Patton's forces capture the pivotal city of Koblenz, at the meeting of the Rhine and Moselle Rivers. He now has eight full divisions lined up along the western shore of the Rhine, the tank barrels aimed directly at the eastern bank.

Now all Patton needs to do is find a place to cross.

*   *   *

The date is March 22, 1945. Two hours before midnight, under cover of darkness, a Third Army patrol paddles across the Rhine at Nierstein in flimsy canvas assault boats. The slap of their paddles stroking the swift waters goes unheard. They report back that no enemy troops are in the vicinity. When Patton receives the news, he immediately orders that bridging material be sent forward. By late afternoon March 23, hastily built pontoon bridges span the river. Consisting of several floating barrels topped with steel tread, these bridges can be built in hours. They are highly effective in moving men and material across a river—but also highly unstable. Despite that, an entire division of Patton's army is soon across.

Patton calls General Bradley, but instead of making the sort of bold pronouncement that would inform the Germans of his precise location, he sets aside his pride in a moment of caution.

“Don't tell anyone, but I'm across,” Patton informs Bradley.

“Well, I'll be damned,” Bradley responds. “You mean across the Rhine?”

“Sure I am. Sneaked a division over last night. But there are so few Krauts around here they don't know it yet.
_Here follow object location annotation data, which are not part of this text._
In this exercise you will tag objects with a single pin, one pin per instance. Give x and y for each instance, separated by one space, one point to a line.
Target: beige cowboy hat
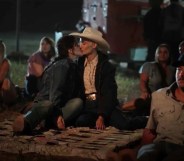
95 36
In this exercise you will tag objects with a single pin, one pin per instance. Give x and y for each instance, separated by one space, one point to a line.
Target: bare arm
37 69
144 78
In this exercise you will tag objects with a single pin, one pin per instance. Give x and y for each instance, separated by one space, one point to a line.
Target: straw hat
95 36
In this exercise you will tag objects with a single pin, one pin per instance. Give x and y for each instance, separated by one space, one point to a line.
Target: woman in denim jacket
57 101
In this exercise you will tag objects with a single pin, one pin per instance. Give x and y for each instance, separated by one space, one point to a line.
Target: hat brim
102 43
178 63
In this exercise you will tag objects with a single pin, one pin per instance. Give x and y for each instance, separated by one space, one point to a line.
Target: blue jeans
161 151
44 110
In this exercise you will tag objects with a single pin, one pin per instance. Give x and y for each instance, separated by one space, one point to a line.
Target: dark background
40 15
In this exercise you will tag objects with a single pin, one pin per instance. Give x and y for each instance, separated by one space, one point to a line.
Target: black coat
105 84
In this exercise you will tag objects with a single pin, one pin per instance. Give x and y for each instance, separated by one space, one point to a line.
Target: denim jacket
59 82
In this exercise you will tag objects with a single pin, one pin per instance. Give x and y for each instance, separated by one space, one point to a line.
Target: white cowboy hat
95 36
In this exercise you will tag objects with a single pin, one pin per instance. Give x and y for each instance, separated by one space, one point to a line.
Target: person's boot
20 126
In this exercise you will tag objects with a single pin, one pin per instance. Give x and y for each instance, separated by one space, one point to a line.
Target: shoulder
160 93
146 66
35 57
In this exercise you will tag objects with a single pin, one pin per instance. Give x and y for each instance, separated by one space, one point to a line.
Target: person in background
8 93
153 76
181 49
151 27
36 64
163 137
172 27
99 88
56 103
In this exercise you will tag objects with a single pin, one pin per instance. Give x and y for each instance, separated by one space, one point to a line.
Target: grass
29 43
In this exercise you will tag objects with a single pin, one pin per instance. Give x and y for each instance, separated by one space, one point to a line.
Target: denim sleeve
58 79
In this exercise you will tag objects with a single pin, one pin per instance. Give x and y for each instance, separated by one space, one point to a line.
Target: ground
79 144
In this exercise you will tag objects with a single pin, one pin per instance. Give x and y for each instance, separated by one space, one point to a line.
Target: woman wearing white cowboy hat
99 88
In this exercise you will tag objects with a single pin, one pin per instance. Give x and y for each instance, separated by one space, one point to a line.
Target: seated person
56 103
97 75
36 64
163 138
8 93
153 75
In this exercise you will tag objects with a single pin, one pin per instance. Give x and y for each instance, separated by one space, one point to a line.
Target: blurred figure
172 27
151 26
181 49
36 64
8 93
163 137
153 76
97 74
56 103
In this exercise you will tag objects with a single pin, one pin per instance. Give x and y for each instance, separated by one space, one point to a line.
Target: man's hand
100 123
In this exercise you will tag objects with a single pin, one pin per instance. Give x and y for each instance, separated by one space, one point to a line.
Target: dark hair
50 41
65 43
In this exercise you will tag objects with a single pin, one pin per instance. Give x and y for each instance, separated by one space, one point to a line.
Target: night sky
40 15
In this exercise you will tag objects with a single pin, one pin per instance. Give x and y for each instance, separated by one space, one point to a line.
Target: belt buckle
91 97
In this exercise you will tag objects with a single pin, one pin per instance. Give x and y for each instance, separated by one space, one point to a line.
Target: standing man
164 133
99 88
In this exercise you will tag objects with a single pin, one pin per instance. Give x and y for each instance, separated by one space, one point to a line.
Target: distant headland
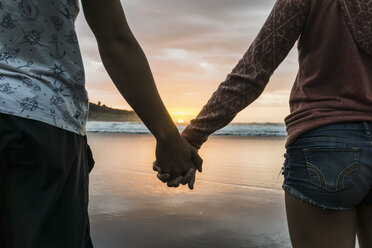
98 112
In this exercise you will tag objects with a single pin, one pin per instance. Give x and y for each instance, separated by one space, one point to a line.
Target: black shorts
44 174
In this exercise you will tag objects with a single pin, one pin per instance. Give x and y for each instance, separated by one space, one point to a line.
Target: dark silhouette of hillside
98 112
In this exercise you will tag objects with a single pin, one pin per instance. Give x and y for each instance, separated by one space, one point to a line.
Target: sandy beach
237 201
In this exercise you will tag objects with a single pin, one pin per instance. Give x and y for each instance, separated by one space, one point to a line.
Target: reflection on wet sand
237 202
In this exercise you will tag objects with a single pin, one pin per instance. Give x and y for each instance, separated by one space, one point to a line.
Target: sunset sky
191 46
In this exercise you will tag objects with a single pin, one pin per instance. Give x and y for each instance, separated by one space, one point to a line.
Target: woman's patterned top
324 37
41 69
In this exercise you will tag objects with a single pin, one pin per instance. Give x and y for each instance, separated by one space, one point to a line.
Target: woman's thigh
311 226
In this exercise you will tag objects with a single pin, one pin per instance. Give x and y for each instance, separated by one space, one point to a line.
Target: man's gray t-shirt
41 69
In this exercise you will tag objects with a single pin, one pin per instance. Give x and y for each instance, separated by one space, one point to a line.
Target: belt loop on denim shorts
367 129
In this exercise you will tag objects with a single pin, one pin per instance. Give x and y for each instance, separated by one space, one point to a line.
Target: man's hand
177 162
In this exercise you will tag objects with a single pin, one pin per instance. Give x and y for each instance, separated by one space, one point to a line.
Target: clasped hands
177 162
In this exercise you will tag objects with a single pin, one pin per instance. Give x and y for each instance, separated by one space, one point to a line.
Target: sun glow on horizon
182 115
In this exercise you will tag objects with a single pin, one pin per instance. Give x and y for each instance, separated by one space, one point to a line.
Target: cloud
191 45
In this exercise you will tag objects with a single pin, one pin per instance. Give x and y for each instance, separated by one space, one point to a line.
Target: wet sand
237 201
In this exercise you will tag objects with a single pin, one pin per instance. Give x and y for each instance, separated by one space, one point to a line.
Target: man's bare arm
127 65
128 68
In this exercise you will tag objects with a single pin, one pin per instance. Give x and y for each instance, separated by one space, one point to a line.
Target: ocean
243 129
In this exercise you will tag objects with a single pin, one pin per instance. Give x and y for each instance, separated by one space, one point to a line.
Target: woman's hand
176 162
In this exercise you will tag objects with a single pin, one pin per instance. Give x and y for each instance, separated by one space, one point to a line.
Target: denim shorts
331 166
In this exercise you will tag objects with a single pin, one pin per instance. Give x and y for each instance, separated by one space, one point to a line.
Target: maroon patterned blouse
334 81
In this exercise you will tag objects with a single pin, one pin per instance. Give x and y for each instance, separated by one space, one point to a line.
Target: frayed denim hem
290 190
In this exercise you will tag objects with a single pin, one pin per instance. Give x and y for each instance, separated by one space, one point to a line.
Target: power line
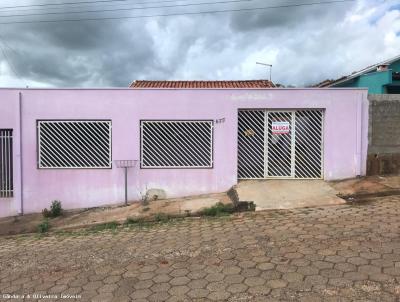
179 14
107 3
83 2
9 62
127 8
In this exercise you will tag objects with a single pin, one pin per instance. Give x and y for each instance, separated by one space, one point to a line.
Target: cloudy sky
305 44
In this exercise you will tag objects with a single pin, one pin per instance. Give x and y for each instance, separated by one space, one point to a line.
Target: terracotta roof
203 84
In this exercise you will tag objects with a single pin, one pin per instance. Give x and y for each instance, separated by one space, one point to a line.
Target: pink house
64 143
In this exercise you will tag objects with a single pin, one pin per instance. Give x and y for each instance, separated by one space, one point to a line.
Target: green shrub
161 217
218 209
105 226
44 226
55 210
131 220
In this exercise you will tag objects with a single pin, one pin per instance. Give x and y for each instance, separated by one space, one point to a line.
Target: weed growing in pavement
44 226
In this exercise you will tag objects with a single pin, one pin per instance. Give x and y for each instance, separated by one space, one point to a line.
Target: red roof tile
203 84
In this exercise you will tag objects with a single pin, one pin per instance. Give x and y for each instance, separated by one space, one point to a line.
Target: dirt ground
343 253
86 217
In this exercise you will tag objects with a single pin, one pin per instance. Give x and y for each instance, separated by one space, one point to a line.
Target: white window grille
176 144
74 144
6 163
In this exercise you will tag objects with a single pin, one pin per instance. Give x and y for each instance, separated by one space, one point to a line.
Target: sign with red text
280 127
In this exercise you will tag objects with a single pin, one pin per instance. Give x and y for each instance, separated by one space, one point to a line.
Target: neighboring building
381 78
203 84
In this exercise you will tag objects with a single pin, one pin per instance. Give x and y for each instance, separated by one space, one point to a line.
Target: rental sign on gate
280 127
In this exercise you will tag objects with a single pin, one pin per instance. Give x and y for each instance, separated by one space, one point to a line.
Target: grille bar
176 144
6 163
74 144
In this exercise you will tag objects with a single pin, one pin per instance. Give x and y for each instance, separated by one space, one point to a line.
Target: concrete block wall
384 134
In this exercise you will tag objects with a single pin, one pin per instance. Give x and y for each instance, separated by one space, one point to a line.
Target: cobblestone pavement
337 253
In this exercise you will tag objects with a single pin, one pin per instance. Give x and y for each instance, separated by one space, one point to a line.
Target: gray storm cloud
305 44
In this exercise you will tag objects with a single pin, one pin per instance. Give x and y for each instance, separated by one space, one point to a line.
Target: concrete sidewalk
288 194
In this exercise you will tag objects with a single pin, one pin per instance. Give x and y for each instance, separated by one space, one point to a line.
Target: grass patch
162 217
218 209
113 225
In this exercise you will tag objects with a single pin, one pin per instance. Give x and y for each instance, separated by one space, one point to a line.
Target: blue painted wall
376 82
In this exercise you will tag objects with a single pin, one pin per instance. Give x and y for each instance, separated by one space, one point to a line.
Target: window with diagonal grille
74 144
176 144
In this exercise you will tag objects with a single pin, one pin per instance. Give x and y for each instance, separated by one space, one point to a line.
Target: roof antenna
270 69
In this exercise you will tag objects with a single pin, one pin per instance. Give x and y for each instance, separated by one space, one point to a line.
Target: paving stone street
335 253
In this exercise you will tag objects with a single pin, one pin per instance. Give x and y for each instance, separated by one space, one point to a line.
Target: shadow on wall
384 134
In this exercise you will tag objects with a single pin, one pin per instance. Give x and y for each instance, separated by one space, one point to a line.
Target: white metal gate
6 163
280 144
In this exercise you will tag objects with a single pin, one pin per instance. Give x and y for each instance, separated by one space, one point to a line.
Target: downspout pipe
21 170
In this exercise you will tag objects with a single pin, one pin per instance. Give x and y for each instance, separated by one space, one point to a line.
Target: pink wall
345 138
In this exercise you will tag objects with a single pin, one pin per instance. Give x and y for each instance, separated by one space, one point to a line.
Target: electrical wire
9 62
127 8
85 2
179 14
So don't make any announcement. We'll keep it a secret until we see how it goes.”

It goes well—but only for a short time.

The sight of thousands of men marching across temporary pontoon bridges is hard to conceal. The German air force discovers Third Army's encroachment at dawn. Disregarding Allied air superiority, Luftwaffe fighters patrol low above the Rhine, searching for signs of soldiers, vehicles, and supplies that betray the Allied buildup. The pilots radio back what they see, then strafe the intruders with rounds of machine gun and cannon fire.

But the German pilots are
too
bold, and in their determination to throw back Patton's invaders, thirty-three Luftwaffe planes are blasted out of the sky by precision firing from Third Army's antiaircraft guns. The German pilots are so low that bailing out and parachuting to safety is not an option. The American soldiers continue their march across the swift blue waters of the Rhine, cheered throughout the day by the sight of enemy planes exploding all across the horizon and falling into the river with mighty splashes.